Y esto nos lleva al último punto de las declaraciones de Antolín Sanz. “¿Alguien dice que no va a haber exposiciones?” Adios Centro de Gestión, hola ya mencionada salita de exposiciones. Mi temor es que la asfixia financiera mate el ambicioso proyecto pensado hace doce o catorce años y que nos tengamos que conformar con otro edificio rehabilitado donde hacer conferencias, dar ruedas de prensa con imagotipos y poner exposiciones. Uno más a sumar a la abundante lista existente. ¿Es un riesgo real? En la rueda de prensa que el director del M. del Prado dio para presentar el Plan de Actuaciones, habló de entablar con el Ministerio “una reflexión completamente abierta” para ver qué papel puede tener el Museo en el desarrollo del proyecto abulense. Un nuevo contenedor con contenido exiguo, subsede del Museo del Espacio Vacío, una nueva oportunidad de desarrollo perdida. Un conocido político abulense aseguraba hace años que el futuro de la ciudad pasaba por el AVE y el Museo del Prado. Esperemos que no tuviese razón.

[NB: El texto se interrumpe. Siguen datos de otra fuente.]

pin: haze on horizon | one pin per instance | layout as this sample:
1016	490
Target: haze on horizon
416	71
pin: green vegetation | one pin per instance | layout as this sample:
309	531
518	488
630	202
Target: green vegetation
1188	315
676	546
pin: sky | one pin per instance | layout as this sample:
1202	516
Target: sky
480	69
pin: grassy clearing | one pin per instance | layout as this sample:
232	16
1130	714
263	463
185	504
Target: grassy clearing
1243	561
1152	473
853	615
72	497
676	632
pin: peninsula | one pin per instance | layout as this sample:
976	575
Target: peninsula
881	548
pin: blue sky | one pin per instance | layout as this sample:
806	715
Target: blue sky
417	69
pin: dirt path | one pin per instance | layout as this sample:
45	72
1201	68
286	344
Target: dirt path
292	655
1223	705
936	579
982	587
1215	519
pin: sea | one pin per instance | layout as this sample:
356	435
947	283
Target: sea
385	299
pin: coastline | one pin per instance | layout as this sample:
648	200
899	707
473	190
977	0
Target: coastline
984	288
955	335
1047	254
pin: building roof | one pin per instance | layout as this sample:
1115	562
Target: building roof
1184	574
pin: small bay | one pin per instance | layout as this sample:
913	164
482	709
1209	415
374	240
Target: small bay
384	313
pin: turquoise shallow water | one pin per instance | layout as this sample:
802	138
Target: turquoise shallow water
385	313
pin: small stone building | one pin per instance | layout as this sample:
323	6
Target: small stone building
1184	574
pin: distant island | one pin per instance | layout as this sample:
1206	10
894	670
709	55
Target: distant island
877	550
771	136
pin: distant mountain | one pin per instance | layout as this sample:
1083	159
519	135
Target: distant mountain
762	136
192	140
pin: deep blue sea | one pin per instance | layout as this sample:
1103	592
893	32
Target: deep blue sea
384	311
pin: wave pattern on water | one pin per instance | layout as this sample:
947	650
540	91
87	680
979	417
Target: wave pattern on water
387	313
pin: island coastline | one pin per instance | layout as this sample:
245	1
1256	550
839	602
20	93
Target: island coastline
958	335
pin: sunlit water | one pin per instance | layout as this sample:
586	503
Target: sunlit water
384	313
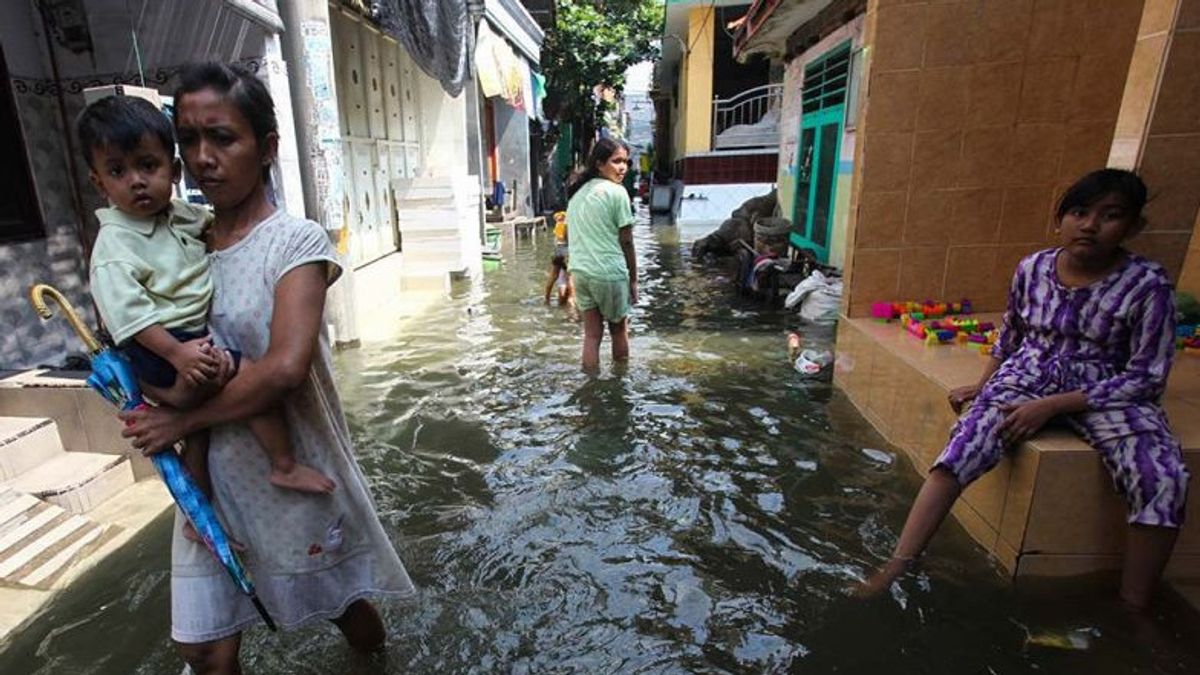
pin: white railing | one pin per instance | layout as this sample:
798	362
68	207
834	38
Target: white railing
748	119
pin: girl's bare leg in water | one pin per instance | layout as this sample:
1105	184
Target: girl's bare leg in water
928	512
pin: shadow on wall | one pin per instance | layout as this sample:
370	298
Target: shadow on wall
25	341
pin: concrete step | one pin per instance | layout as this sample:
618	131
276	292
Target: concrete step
40	541
27	442
76	482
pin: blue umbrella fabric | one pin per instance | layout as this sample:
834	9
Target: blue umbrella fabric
113	377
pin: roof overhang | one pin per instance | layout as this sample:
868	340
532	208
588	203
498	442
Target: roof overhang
511	21
769	23
675	33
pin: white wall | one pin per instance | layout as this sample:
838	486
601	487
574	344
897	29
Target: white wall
443	130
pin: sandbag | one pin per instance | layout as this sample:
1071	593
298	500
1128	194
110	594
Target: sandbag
819	298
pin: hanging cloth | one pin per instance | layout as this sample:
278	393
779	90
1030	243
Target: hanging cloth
487	67
435	33
539	93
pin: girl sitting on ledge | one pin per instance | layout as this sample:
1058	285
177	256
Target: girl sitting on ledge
1089	335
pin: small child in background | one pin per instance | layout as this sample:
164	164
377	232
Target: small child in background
558	273
1089	335
150	278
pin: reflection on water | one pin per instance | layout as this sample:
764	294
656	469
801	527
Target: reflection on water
700	512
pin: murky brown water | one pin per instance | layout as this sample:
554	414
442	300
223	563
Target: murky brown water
701	512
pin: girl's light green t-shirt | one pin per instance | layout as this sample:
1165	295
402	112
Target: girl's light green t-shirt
595	215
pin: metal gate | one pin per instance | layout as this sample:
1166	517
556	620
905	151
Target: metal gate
379	114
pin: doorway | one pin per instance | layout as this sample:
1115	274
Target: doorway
822	125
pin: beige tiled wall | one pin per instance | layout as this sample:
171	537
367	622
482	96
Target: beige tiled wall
977	115
1158	131
1047	508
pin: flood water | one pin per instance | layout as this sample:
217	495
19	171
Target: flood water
701	512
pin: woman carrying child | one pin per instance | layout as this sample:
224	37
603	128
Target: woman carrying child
1089	335
311	556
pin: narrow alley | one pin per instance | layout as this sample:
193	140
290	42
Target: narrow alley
702	512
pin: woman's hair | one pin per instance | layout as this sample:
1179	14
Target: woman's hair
241	88
1098	184
600	153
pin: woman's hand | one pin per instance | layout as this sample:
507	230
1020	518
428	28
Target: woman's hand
196	362
153	430
963	395
1025	419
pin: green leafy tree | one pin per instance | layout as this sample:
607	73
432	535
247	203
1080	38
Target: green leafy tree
592	43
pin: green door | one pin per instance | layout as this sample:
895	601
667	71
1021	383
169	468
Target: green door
822	119
816	183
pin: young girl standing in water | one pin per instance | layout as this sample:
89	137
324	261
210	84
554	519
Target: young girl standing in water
1089	335
603	263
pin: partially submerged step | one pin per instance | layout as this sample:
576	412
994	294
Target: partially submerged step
40	541
76	482
27	442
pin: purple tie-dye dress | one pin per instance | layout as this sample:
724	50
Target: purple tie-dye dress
1114	340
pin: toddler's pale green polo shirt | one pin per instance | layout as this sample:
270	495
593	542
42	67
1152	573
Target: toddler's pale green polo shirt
148	272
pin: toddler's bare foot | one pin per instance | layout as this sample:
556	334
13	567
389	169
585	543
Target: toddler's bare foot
882	579
301	478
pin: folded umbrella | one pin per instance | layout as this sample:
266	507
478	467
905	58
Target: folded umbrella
113	377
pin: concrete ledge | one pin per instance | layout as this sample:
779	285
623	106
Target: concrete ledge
126	515
87	423
1049	508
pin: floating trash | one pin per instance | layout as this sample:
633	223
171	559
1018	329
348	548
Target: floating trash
811	362
1078	639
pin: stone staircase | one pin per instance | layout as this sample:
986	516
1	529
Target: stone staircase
45	491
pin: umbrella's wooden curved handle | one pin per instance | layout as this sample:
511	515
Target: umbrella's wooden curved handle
37	297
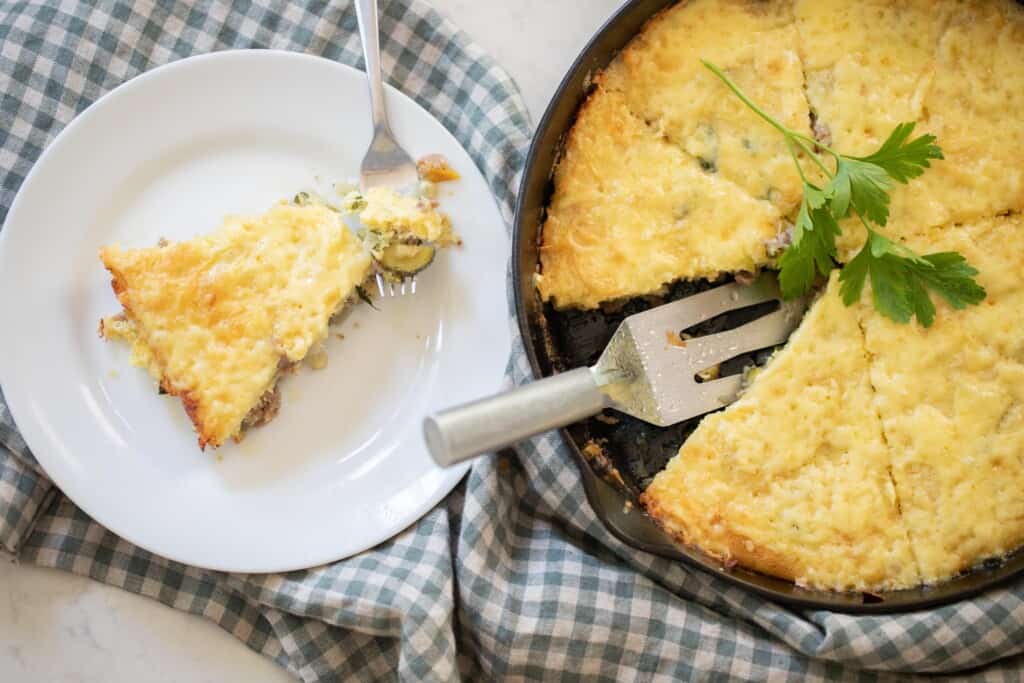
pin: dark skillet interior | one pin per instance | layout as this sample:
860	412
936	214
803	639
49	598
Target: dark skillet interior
617	455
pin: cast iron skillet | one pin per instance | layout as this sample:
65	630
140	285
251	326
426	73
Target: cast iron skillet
616	461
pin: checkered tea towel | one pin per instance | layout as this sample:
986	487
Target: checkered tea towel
512	578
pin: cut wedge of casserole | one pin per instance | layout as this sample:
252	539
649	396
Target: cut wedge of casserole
951	401
867	455
217	318
956	69
632	213
664	82
793	479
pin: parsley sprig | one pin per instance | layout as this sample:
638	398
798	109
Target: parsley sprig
900	279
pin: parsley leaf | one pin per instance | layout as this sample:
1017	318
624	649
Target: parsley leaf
813	248
861	185
901	280
902	160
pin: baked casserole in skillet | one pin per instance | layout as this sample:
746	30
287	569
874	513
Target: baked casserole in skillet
867	455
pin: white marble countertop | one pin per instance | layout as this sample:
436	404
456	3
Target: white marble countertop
55	627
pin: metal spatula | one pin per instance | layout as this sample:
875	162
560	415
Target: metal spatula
647	371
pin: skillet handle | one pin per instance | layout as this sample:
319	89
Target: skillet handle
459	433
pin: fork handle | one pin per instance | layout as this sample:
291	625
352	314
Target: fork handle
366	14
459	433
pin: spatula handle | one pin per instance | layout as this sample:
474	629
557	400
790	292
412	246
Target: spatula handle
484	425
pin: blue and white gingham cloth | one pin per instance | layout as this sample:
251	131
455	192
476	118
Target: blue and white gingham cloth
511	578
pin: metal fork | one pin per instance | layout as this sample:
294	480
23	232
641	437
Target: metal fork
646	371
385	163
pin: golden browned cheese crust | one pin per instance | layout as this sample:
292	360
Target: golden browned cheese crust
868	455
215	317
951	400
634	212
956	69
793	478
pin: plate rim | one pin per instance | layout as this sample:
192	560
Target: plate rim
30	429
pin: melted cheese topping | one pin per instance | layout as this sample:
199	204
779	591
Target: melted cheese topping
867	454
633	213
951	400
664	82
954	68
793	478
214	317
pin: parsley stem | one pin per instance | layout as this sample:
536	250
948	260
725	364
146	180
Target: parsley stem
813	156
792	136
747	100
790	144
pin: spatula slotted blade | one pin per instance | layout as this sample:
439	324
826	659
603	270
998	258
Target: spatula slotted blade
650	373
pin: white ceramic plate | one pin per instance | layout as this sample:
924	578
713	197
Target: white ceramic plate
343	466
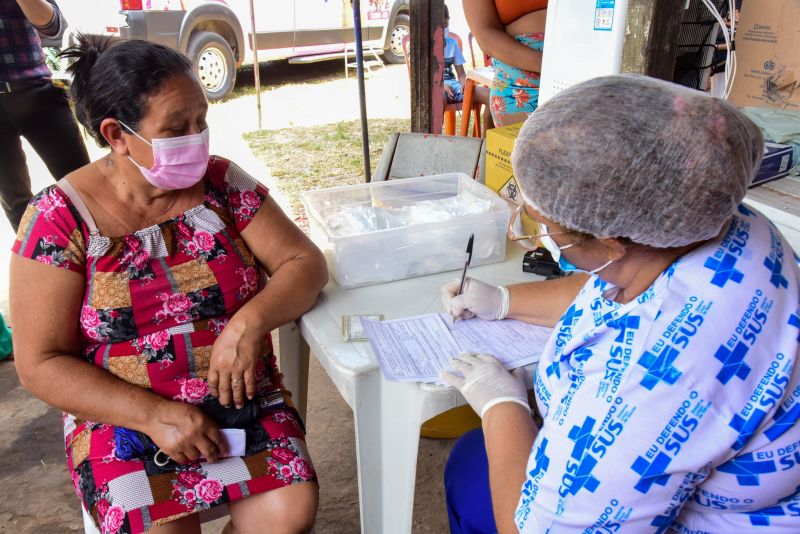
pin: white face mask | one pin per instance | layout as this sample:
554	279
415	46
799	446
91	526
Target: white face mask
178	162
563	263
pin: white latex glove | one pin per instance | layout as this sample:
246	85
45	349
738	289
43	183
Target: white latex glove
485	382
479	298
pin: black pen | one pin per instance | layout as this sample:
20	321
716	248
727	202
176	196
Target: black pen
466	263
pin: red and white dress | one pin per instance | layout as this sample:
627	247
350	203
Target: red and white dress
155	302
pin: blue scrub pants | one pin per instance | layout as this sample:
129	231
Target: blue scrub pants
466	484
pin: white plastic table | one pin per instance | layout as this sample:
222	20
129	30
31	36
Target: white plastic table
388	415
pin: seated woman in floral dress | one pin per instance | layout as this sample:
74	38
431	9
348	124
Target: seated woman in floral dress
139	310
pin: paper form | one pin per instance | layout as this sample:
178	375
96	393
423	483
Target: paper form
416	349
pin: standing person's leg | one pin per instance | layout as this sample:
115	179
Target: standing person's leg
15	183
466	483
53	132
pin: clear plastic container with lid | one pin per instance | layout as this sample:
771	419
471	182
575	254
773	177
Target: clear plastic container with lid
385	231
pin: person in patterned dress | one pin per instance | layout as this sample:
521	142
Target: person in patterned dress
141	311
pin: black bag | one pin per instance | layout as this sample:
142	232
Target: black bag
231	417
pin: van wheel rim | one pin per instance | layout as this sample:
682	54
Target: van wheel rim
212	69
396	41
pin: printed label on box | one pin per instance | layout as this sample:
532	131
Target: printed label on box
784	163
604	15
510	191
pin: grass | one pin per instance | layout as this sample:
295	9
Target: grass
275	74
315	157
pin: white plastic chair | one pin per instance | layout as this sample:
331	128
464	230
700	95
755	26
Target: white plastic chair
369	64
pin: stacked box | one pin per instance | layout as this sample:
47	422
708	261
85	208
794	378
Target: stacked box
499	174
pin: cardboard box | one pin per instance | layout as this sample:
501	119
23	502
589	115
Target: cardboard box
499	174
776	163
768	55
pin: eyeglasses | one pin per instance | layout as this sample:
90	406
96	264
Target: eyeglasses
532	241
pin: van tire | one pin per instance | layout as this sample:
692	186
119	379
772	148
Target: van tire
401	26
214	64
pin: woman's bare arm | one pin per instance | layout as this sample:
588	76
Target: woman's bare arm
296	267
509	433
491	35
544	303
45	311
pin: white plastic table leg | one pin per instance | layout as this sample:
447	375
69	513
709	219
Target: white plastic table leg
294	353
387	441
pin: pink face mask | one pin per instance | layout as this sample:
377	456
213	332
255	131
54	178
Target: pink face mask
178	162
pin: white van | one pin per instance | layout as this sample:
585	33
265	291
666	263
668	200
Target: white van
217	34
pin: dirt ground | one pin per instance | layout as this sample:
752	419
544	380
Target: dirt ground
39	498
38	493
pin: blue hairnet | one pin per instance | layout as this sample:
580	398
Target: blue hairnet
632	156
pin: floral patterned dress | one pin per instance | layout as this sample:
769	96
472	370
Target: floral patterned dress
155	302
515	90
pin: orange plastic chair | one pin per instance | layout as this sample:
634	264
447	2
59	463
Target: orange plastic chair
469	88
450	110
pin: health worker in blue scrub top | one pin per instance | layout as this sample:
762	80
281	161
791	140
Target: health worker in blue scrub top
670	387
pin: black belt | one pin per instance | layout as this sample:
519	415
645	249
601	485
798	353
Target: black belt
11	87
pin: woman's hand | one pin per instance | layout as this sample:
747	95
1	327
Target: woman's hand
232	373
485	383
479	298
184	433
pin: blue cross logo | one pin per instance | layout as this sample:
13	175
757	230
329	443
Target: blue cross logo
784	420
623	324
659	368
584	478
553	369
571	315
776	278
651	472
582	354
724	270
744	211
794	320
598	282
747	469
663	522
760	518
732	362
542	461
582	436
745	427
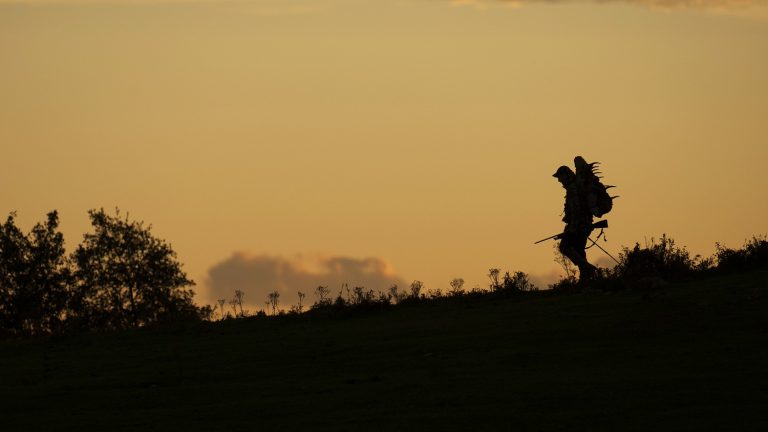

Dejando a un lado ya el asunto de los Águila, pasamos a un breve resumen de lo que hemos conocido sobre la futura apertura del Museo de la Ciudad (todavía no tengo claro el concepto) en el Palacio Caprotti. Tras meses sin noticias, el proyecto parece haber desencallado, las múltiples gestiones llevadas a cabo desde el Ayuntamiento deben haber dado sus frutos, se debe haber musealizado en tiempo récord y ya deben haber encontrado modelo de gestión del mismo que no suponga una carga para los abulenses (lo cual, ya les anticipo, está cerca de ser un milagro). Este es el titular que aparecía el otro día en la prensa.

Caprotti2011

Uy, perdón, que despiste por mi parte. No me había fijado en la fecha de la noticia. 2011 ¡Cómo pasa el tiempo! Este es el titular correcto.

Caprotti2013

Ahora que lo pienso, quizá estas noticias, igual que la cal y la arena, no sean tan distintas como parecían en un principio. Plazos incumplidos, titulares repetidos una y mil veces, promesas y más promesas…

 * Iba a decir “culos”, pero puede que usted esté leyendo esto en horario de protección infantil.